The Environment Protection Agency (EPA) sets tolerance levels for pesticides and other chemicals. Many consumers believe organic produce has less pesticides than conventionally grown produce.
However, according to a review published in Nutrients in January 2020, it’s unclear whether the low levels of pesticides ingested from our diets pose a health threat.
It’s also unclear what health impact the lower levels of pesticides associated with organic diets may have.
“It’s a matter of personal choice,” Farrell Allen says.
Is Organic Produce Better for You?
“This is a complex question because the USDA Organic Program didn’t set out to tell us that organic foods are either safer or more nutrient-dense,” explains Seattle-based registered dietitian, Ginger Hultin, R.D.N., spokesperson for the Academy of Nutrition and Dietetics and owner of Champagne Nutrition.
“It’s designed to regulate the amount of synthetic pesticides and fertilizers used on the food we eat.”
“The nutrient differences between the two crops is relatively small,” Farrell Allen says.
Furthermore, in the Nutrients review, the study authors concluded that “the current evidence base does not allow a definitive statement on the health benefits of organic dietary intake.”
Hultin adds that nutrition isn’t just about us as individuals.
“It’s also about the health of our farmers and farmworkers, and it’s about the environment,” she says. ”
There is some evidence that organic farming practices could help to reduce pollution, conserve water, use less energy, and even increase the quality and fertility of soil as well as possibly be safer for the humans producing it,” Hutlin explains.
Should I Worry about the “Dirty Dozen”?
The Environmental Working Group created the so-called “Dirty Dozen” list to identify the produce more likely to have more pesticide residue.
It’s list of “Clean 15” is the produce likely to have less residue.
But although the names are cute and they’re somewhat helpful, “it’s very hard to really tell how much residue all produce across the country really has,” Hultin says.
The data is from a sampling of fruit and vegetables, and it’s not from every single farm.

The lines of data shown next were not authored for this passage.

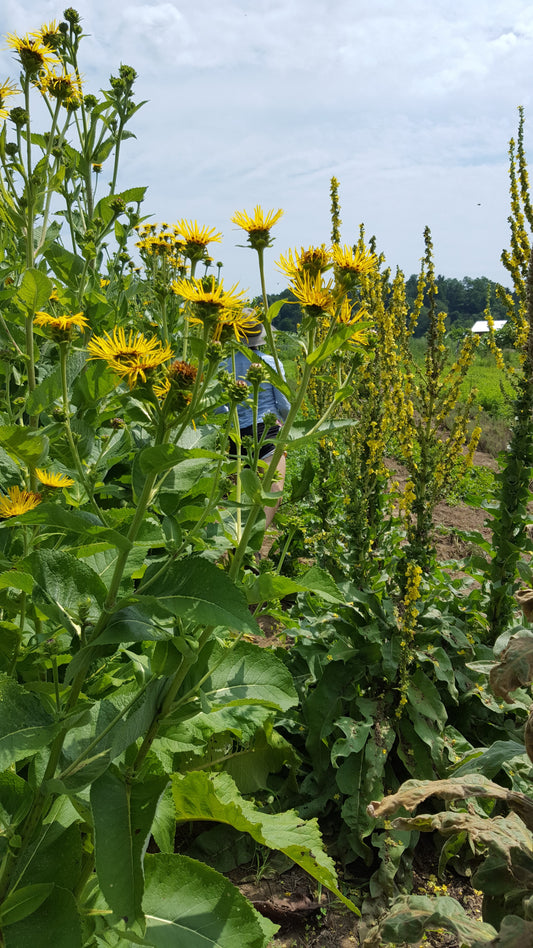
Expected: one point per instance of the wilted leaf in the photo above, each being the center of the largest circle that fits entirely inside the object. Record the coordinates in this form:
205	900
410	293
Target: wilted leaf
515	667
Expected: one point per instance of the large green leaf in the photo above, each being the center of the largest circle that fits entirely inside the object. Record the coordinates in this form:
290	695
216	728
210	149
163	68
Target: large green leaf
64	586
72	521
23	901
56	922
196	590
34	290
123	814
50	388
24	444
214	797
189	905
25	726
243	675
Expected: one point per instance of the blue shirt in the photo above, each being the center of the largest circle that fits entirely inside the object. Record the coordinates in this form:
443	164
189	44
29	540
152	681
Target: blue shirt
270	399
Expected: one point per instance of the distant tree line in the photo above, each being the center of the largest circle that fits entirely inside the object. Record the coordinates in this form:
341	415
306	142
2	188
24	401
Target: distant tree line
463	300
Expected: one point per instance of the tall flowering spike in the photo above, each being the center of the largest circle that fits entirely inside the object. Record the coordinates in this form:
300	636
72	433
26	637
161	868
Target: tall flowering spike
6	89
133	358
32	52
335	212
18	502
257	227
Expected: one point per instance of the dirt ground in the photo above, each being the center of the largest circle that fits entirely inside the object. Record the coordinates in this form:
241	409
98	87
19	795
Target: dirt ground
290	900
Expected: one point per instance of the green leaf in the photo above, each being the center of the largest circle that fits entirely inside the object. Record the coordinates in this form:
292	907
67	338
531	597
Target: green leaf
66	265
56	922
424	698
200	592
50	388
300	434
22	902
34	290
269	586
25	726
12	579
123	814
214	797
190	905
24	444
63	586
243	675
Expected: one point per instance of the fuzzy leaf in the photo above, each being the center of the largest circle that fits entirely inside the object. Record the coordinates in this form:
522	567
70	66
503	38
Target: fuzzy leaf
214	797
190	905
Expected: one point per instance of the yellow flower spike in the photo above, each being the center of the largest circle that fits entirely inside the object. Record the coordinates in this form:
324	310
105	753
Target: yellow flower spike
32	52
49	479
132	357
6	89
18	502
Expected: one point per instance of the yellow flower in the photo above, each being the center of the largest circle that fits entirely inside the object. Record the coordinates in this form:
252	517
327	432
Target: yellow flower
49	34
33	53
6	89
61	327
65	87
313	260
49	479
131	357
313	294
210	292
18	502
196	238
257	227
353	260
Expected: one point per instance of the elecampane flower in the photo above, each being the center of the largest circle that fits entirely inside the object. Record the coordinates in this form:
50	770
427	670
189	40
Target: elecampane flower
18	502
6	89
313	261
209	291
62	323
259	222
49	34
49	479
353	260
193	234
33	54
312	293
65	87
132	356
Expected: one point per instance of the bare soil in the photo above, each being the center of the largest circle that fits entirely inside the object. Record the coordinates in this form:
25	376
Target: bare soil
310	920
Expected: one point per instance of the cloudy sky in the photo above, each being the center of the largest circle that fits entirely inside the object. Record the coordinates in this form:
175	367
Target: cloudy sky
410	105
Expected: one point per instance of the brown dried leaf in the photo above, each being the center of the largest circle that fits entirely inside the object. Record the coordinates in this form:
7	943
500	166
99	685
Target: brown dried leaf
414	792
515	667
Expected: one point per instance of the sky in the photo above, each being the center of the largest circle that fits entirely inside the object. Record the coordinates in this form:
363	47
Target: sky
410	105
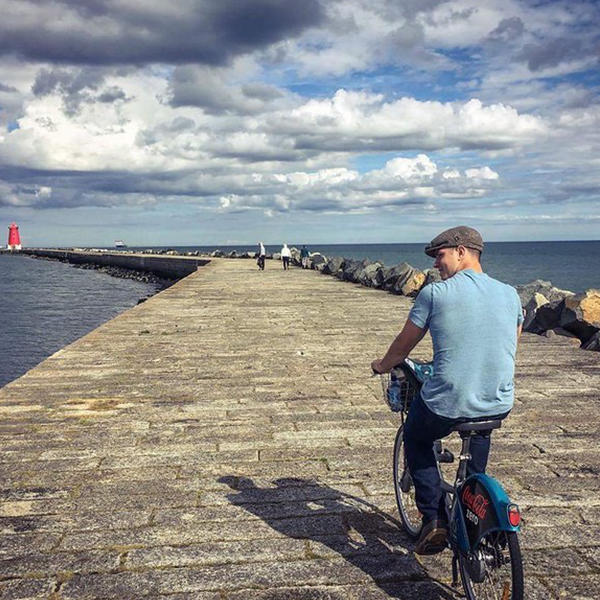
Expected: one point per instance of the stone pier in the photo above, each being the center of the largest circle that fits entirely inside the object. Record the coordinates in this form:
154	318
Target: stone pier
224	440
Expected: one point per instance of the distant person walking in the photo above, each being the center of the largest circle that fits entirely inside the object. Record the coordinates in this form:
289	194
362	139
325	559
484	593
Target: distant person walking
261	256
304	257
285	257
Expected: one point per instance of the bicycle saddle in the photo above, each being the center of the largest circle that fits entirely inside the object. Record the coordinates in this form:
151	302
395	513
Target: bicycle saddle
478	425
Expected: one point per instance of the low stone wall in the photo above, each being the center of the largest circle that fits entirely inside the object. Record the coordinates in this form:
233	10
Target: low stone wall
165	267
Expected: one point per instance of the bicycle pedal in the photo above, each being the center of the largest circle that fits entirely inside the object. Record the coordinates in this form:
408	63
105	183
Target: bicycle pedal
445	456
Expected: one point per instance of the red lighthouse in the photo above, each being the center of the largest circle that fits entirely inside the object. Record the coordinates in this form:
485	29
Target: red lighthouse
14	239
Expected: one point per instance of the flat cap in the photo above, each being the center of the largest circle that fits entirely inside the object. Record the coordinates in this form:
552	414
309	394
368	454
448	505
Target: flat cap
452	238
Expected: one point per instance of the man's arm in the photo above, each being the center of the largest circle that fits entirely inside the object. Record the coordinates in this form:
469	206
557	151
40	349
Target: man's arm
400	348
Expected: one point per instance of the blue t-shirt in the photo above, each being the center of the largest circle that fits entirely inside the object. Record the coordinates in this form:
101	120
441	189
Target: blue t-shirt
473	321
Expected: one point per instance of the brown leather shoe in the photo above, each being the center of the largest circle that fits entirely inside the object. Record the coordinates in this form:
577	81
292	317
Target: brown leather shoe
433	538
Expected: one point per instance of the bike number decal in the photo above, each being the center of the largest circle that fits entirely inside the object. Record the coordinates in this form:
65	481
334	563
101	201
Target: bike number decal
478	510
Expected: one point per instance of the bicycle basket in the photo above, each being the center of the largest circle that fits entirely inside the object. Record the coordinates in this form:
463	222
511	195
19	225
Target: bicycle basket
399	389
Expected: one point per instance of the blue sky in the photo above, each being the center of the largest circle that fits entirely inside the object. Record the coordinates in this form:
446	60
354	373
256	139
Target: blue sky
326	122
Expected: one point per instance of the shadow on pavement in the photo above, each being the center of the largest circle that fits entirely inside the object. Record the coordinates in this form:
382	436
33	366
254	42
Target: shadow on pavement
358	531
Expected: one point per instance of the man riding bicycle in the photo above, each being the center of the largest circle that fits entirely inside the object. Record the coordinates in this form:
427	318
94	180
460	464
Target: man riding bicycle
474	322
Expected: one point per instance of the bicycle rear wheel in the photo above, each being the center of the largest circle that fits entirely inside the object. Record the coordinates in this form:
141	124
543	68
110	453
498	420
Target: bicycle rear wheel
501	568
405	490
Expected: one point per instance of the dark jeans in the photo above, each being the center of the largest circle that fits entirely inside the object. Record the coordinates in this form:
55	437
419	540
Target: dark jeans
421	429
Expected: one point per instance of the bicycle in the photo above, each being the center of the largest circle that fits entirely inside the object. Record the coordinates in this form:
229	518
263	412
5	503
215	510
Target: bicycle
483	522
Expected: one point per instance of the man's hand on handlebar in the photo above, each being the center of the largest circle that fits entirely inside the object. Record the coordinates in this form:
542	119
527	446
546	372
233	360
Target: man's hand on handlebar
376	367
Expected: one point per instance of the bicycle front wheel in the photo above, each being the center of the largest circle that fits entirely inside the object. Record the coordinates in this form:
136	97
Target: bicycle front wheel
495	569
405	490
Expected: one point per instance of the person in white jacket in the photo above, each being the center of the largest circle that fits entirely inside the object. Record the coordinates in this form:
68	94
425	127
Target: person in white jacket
285	257
260	261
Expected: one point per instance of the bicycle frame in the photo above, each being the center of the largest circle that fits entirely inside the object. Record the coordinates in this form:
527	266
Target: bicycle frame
479	506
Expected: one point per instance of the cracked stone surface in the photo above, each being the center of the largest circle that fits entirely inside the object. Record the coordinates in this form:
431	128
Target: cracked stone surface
224	440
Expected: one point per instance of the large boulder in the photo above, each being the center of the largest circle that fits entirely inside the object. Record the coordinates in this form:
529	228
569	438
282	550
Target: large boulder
546	317
413	283
409	282
537	301
391	275
431	276
351	269
333	265
371	275
581	314
592	343
539	286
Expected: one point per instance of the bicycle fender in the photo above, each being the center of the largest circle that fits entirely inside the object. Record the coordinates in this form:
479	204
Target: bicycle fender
484	508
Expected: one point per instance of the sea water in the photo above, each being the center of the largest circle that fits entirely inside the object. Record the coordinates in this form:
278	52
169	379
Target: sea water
47	305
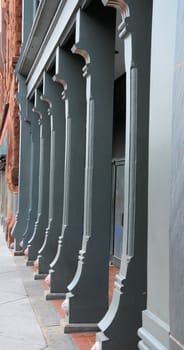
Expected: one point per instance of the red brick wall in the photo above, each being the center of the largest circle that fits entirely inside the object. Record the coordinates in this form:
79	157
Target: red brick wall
11	12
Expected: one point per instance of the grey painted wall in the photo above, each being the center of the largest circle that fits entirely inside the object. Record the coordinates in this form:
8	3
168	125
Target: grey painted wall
177	190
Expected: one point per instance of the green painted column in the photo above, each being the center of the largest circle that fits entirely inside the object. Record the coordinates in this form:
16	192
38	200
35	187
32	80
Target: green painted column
63	267
52	96
24	169
88	291
37	239
118	328
34	174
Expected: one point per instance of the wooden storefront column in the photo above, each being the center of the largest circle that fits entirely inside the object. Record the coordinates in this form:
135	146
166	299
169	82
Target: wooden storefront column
88	291
120	324
63	267
24	170
52	96
34	174
37	239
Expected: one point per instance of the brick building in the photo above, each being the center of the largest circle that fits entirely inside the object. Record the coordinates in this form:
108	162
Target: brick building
100	90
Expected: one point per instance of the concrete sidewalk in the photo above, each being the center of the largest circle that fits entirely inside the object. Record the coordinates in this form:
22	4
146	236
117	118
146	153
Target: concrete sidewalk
27	320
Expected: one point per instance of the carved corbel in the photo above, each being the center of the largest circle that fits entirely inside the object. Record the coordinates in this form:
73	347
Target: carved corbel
123	8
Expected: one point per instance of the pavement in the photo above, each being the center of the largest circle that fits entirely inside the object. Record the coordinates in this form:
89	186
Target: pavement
27	320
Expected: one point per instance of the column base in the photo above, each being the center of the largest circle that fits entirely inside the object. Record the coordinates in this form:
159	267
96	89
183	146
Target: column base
30	262
54	296
81	328
39	276
154	333
175	344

Some experts advise choosing organic produce if you’re going to eat the skin of the food and conventional if you’re going to peel the produce (such as with bananas and avocados).
But there’s no hard and fast rule, especially since organic produce typically costs more.
What About Canned and Frozen Organic Produce?
Because canned and frozen produce — organic or not — is often processed very close to the time it’s harvested, it’s usually high in nutrients, Hultin says.
“They can also make out-of-season foods more accessible,” Hultin adds. So if you prefer canned or frozen, go for it. And it doesn’t matter if it’s organic or not.
Just be sure to buy low-sodium canned vegetables and fruit packed in 100% juice, if you can. If you can’t, giving them a good rinse before you eat them works well, too.
The Bottom Line: What Kind of Produce Is Best?
“Eating produce is more important than not eating produce, whether you choose organic or not,” Hultin says.
Farrell Allen agrees, advising to eat a cup of vegetables at lunch and at dinner, aiming for five to nine servings of fruits and vegetables each and every day. And if canned and frozen help you get there, go for it!